To evaluate the model’s performance on the internal cross-validation and external test, we used the area under the ROC curve (AUC). The ROC curve was created by plotting the true positive rate against the false positive rate at various decision probability thresholds. AUC informs the capability of a model in distinguishing between two classes. Additionally, we computed the accuracy (ACC), sensitivity (SEN), and specificity (SPE), based on the optimal decision probability threshold on the ROC curve, achieving the balance between SEN and SPE. F1 score is also reported, yielded from a separate F1-oriented threshold searching. Two distinct thresholds were used because the optimal operating point for maximizing F1 often differs from that for balancing sensitivity and specificity, reflecting different trade-offs between false positives and false negatives. For models from different folds or different centres, the thresholds were estimated separately, and the thresholded decision values were combined. To compare CryoAID with different models, we applied a one-sided two-sample t-test on these AUCs from folds and assessed the significance (P-value) of the improvement. In the internal cross-validation, we reported the mean, standard deviation (STD), and 95% confidence interval (CI) from the folds. For AUC based on one-time testing, the CI is estimated using DeLong’s method. In addition, the significance of the AUC score was estimated by 1000 permutations on the truth label to estimate the distribution of the AUC under the chance level. For cross-validation-based results, including ACC, SEN, SPE, and AUCs, the permutation test is performed based on the integrated predictions and labels over all folds.

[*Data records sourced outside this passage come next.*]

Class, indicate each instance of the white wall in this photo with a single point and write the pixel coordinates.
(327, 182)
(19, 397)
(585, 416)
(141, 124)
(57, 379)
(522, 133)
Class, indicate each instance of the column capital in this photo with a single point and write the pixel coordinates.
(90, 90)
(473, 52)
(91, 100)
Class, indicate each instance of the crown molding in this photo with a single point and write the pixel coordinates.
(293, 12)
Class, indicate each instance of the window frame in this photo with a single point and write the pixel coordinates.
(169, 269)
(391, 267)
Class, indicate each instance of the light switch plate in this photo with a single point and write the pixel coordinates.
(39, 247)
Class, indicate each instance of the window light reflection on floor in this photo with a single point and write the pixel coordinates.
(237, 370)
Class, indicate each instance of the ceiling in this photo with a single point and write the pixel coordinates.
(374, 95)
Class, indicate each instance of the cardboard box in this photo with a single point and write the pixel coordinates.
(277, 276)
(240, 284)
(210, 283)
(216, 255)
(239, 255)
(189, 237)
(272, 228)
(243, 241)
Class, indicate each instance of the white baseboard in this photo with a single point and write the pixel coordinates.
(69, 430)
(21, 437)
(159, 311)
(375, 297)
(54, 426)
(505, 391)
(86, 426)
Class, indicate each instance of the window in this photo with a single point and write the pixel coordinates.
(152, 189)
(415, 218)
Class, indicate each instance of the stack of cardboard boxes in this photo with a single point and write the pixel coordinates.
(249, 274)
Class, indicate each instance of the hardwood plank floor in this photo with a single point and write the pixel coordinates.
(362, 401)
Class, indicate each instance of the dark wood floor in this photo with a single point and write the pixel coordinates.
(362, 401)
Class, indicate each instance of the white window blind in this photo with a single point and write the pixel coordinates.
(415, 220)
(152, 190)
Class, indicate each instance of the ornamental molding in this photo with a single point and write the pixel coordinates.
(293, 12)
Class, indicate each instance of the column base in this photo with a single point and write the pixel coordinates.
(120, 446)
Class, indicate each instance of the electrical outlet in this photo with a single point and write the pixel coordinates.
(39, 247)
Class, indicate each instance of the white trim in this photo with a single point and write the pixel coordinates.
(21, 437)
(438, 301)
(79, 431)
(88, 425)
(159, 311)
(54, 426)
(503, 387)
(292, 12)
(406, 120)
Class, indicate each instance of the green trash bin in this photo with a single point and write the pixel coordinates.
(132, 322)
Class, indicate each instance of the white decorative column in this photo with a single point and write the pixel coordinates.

Retrospective biopsy re-checking

The AUCs of the model’s prediction given once and twice biopsies were both calculated. To estimate the prediction probability upon twice biopsies for AUC computation, we averaged the probabilities of the model’s prediction on the first and the second sampling. The corresponding ACC, SEN, and SPE were also computed by the optimal cut-off on the ROC curve as mentioned above. This is to demonstrate the model’s capacity to detect mutant samples while making the least-mistaken recall in normal samples. The biopsy counts for achieving molecular diagnosis by human (pathologists) were obtained as the real counts of biopsies to obtain the Pass cryosectioned image. The biopsy counts for AI were determined by the order of the first image in the sequence, where CryoAID accurately predicted any mutant. This statistic indicates the potential maximum reduction in re-biopsies when using CryoAID, while practical implementation relies on a proper collaboration between CryoAID and the pathologist. The statistical comparison for the biopsy counts was performed using a one-sided paired t-test.

Ethical approval

This research was approved by the Institutional Review Board of Huashan Hospital (KY2024-1242) and was registered in the Chinese Clinical Registry (No. ChiCTR2400093046). Patients have signed informed consent forms for enrolling in the CNS disease bank in advance of operations, authorizing to use their pathological images for this study.

Reporting summary

Further information on research design is available in the Nature Portfolio Reporting Summary linked to this article.